The other reason is to acknowledge a man who has meant so much to so many for so long.

(Full disclosure: Perry Eaton led me to the Lord while the two of us sat in his office at Dogwood Baptist Church several years ago, with Perry flashing his trademark smile and me staring at a poster announcing a Phillips, Craig and Dean concert at the church.)

The good news is he’ll be staying in Athens and he’ll keep on spreading the Good News the best way he knows how, through humor and music. Perry’s music and personality are in great demand by small churches and revivals in the area. Today, he carries his cell phone and schedule with him wherever he goes so he can answer when the Spirit rings — and he prays it rings plenty.

While he has done this type of ministry ever since I’ve known him, I didn’t know just how long Perry had been a road warrior. He said he first started singing on the revival circuit after his father gave him a portable sound system as a high school graduation present.

That was fun, but Perry had different ideas for his future. Although he continued to sing and preach at little churches and revivals, he went to San Jacinto College on a basketball scholarship, and then followed his basketball skills to the University of Mary Hardin-Baylor, where he earned a degree in education.

You see, Perry was going to be a college basketball coach.

But God, as He often does, had different plans.

First, a woman with an oil well insisted Perry record an album, and in 1981 he made “God’s Little Miracle.”

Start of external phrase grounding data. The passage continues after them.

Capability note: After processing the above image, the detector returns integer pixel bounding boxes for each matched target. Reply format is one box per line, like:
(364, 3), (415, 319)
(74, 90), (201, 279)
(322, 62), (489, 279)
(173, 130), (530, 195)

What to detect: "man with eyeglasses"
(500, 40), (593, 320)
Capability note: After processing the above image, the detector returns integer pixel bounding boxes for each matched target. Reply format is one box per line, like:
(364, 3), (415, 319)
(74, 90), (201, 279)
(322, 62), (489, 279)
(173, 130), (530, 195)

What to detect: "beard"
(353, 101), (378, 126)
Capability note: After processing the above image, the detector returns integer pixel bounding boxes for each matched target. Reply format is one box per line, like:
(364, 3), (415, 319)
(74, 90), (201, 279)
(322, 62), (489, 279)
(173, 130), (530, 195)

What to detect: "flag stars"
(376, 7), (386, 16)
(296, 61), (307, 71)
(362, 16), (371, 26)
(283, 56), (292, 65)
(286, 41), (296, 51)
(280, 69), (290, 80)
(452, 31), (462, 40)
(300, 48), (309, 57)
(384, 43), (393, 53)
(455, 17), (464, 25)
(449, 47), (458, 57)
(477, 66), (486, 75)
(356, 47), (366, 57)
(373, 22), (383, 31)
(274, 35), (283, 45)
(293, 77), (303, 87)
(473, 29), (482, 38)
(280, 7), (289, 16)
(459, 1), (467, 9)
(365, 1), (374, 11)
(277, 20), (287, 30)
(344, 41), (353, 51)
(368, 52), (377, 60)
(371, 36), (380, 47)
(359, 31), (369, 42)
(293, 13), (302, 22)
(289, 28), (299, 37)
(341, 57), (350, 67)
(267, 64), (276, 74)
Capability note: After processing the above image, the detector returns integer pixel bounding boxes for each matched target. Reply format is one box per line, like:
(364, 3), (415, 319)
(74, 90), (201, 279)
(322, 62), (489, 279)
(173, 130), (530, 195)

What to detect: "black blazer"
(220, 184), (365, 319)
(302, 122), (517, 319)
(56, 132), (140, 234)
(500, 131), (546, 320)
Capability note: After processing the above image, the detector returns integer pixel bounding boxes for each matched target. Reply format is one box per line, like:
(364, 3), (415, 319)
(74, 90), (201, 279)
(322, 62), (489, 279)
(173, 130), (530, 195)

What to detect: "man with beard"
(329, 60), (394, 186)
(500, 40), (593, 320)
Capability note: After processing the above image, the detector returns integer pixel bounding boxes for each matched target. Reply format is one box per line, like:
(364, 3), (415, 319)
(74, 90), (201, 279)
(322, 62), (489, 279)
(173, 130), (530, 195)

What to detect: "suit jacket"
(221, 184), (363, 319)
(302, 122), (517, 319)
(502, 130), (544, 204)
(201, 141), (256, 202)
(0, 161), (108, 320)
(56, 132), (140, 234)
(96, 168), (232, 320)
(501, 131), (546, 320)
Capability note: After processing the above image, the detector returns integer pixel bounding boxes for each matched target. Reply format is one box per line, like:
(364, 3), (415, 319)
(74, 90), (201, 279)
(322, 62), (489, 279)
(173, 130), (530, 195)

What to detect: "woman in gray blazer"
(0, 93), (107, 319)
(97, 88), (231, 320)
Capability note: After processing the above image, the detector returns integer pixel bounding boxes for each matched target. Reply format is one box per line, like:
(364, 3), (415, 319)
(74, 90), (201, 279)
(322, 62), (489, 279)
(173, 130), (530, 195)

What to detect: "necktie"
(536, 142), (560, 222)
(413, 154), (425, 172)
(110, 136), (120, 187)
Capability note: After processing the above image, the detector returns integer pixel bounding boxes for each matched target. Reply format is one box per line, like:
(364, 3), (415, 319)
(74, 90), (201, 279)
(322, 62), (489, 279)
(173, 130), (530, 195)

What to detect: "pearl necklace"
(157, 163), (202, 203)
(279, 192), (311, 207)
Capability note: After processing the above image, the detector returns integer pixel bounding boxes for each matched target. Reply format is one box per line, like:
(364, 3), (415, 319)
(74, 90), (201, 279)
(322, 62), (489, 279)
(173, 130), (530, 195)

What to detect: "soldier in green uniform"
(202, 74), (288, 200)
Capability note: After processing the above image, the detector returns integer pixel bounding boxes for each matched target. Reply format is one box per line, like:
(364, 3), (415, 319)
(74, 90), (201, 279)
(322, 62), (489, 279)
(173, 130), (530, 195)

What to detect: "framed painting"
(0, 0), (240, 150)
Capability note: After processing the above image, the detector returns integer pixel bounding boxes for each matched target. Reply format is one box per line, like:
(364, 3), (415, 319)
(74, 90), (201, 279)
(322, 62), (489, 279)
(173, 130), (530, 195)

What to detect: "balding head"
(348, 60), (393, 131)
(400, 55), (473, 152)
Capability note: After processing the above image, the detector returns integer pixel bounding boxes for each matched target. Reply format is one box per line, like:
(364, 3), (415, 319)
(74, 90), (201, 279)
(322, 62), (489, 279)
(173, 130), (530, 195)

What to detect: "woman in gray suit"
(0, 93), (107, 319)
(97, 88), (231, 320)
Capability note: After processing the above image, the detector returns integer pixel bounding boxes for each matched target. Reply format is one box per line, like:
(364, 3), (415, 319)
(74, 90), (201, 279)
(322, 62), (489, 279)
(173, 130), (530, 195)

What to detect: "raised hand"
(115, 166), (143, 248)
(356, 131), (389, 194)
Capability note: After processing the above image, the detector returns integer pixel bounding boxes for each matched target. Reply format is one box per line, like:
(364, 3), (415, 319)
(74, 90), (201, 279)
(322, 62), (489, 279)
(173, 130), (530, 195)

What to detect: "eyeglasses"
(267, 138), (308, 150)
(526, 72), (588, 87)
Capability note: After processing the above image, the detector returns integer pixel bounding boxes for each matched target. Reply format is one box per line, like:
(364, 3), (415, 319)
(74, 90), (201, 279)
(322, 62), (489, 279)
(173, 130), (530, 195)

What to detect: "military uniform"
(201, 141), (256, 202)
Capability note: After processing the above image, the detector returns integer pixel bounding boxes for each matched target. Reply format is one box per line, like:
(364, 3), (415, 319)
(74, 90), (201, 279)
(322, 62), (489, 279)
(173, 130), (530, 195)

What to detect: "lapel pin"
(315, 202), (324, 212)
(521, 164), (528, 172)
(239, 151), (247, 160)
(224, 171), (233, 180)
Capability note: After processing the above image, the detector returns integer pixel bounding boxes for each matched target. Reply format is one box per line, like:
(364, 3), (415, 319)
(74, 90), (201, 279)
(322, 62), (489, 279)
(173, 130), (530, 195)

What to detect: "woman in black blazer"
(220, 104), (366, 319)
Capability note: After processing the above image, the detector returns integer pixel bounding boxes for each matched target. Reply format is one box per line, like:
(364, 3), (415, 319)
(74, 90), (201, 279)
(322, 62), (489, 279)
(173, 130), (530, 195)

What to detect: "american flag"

Then, a series of acquaintances brought him to the attention of the Rev. James Goforth at First Baptist Church, Rockdale. Before he even graduated college — or married his wife, Tina — the church called Perry as music and youth minister. The young couple happily answered yes.

From there, to Tennessee, to Rusk, Texas and the Rev. Goforth again, that’s the way it went.

Along the way, he saw the start of the “Experiencing God” series by Henry T. Blackaby, since Blackaby is a personal friend of Goforth’s. He also started working at the Pineywoods Baptist Encampment and, in fact, is listed as a director for a camp this summer.

His work in youth camps is so well-known, he was a main source for a story on the subject in the March 24, 1999 Baptist Standard.

Pineywoods named a dorm in his honor recently, he said,

In 1992, while all that was going on, Perry received several calls from large churches looking for a music and youth minister.

But he chose Dogwood Baptist Church, which was running about 120 members at the time, he said.

Why?

“We just knew it was a God thing,” he said. “We saw God moving, and we wanted to be were God was moving.”

Notice all the “we’s?” That’s because Perry doesn’t talk about his ministry without talking about Tina.

“This is really ‘our’ ministry,” he said. “She’s been such a big part of this thing.”

This thing included a growth explosion at Dogwood in the late 90s, and a service big on music and the unexpected. Perry remembers that time with pride.

“We were a part of something that the whole community knew was a God-thing,” he said. “We were making an impact on the area. That wasn’t a me-thing, or a (Pastor Phil Greenawalt)-thing, that was a God thing.”

In the end, what Perry and Tina — along with their sons Preston, 21, Patrick (Patch), 20, Pierce, 16, and Peyton, 13 — have done is become a part of the fabric of the community.

Because whether he sang a song, coached your kid, prayed over your graduate — or led you to Christ — chances are if you know Athens, you know Perry.